Security agencies are working to ascertain a claim made by Naxals that they abducted a CoBRA commando after the ambush in Chhattisgarh on Saturday that left at least 22 security personnel dead, official sources said.
A top officer in the security establishment said that they have "reasons to believe" that this claim, made over phone on Sunday evening to a journalist based in Bijapur by a purported Maoist group, is true.
"We have not been able to locate commando Rakeshwar Singh Minhas of the 210th CoBRA battalion till now. However, we do not have concrete evidence to substantiate the claim made by some naxal elements that he has been taken away by them," a senior officer said.
He said multiple units of the security forces are still out in the jungles to look for the commando who hails from Jammu, and also to intercept movement of the ultras.
Constable Minhas was with the unit that went out for the anti-Naxal operation on Saturday morning.
His buddy, another officer said, was killed in the ambush in which 22 troopers were killed and 31 others injured.
The Commando Battalion for Resolute Action is the specialised unit of the Central Reserve Police Force that was raised in 2009 to undertake intelligence-based operations against Maoists and insurgents in the north east.
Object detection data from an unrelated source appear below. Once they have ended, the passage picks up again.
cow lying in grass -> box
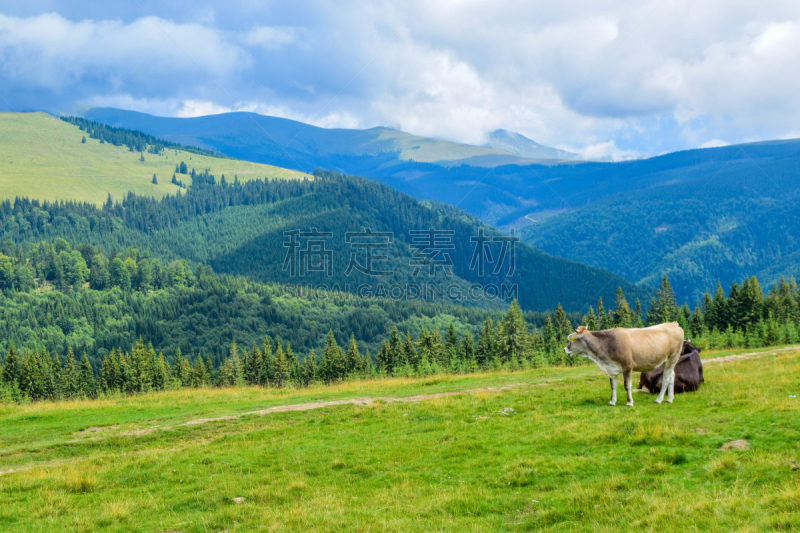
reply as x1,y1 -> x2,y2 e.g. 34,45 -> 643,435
564,322 -> 683,406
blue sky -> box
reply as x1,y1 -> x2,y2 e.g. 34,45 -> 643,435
0,0 -> 800,158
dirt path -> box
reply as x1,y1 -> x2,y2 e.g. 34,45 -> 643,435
0,345 -> 800,476
92,345 -> 800,435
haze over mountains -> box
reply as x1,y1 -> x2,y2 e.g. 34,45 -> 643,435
0,113 -> 649,311
87,108 -> 800,303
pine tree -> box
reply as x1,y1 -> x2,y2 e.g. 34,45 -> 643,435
460,331 -> 475,371
61,346 -> 80,399
153,352 -> 170,390
99,349 -> 119,392
386,326 -> 405,375
403,331 -> 419,369
647,274 -> 678,326
553,303 -> 573,339
597,297 -> 613,329
612,287 -> 633,328
345,334 -> 361,375
633,298 -> 644,328
284,342 -> 302,383
475,317 -> 497,368
444,322 -> 459,366
261,335 -> 275,385
3,342 -> 19,385
319,330 -> 344,383
497,299 -> 528,362
192,355 -> 209,387
303,348 -> 318,387
78,352 -> 97,398
273,341 -> 290,387
582,305 -> 598,331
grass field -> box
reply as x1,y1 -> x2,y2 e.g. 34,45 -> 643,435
0,350 -> 800,531
0,113 -> 308,204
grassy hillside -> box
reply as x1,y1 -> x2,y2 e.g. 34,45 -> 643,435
0,113 -> 307,204
86,108 -> 522,168
83,109 -> 800,303
0,352 -> 800,531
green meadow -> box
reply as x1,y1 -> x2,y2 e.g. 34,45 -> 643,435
0,350 -> 800,531
0,113 -> 309,204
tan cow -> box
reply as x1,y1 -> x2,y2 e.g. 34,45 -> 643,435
564,322 -> 683,406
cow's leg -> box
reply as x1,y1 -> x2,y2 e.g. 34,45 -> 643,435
608,376 -> 617,405
656,363 -> 669,403
664,367 -> 675,403
623,369 -> 633,407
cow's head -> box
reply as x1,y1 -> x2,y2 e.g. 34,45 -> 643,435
564,326 -> 589,357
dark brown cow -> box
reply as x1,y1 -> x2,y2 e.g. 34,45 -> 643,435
639,341 -> 705,393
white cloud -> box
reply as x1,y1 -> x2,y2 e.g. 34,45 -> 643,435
0,13 -> 249,97
698,139 -> 730,148
578,141 -> 640,161
175,100 -> 233,117
0,0 -> 800,154
242,26 -> 300,49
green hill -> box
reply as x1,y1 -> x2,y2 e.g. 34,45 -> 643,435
0,352 -> 800,533
0,113 -> 308,205
87,109 -> 800,303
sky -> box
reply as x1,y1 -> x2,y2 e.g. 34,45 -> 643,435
0,0 -> 800,159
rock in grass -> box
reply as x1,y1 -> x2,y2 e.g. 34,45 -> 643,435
721,439 -> 750,450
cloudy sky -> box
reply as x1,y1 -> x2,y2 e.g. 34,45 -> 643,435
0,0 -> 800,157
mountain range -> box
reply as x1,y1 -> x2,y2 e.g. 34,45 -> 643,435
87,108 -> 800,304
0,114 -> 649,311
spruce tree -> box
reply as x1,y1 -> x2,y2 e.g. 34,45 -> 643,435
597,296 -> 613,329
303,350 -> 318,387
78,351 -> 97,398
61,346 -> 80,399
319,330 -> 344,383
612,287 -> 633,328
403,331 -> 419,369
647,274 -> 678,326
345,334 -> 361,375
497,299 -> 528,362
582,305 -> 598,331
475,317 -> 497,368
3,342 -> 19,385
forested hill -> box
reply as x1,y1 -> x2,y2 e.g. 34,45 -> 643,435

Out of the 22 fatalities in the Saturday naxal attack, the Central Reserve Police Force lost eight men, including seven CoBRA commandos, while one jawan is from the Bastariya battalion, eight from the DRG and five from the Special Task Force.
Senior CRPF officers, state police officials along with Union Home Minister Amit Shah and Chhattisgarh Chief Minister Bhupesh Baghel are in Jagdalpur to review the situation in the aftermath of the deadly attack.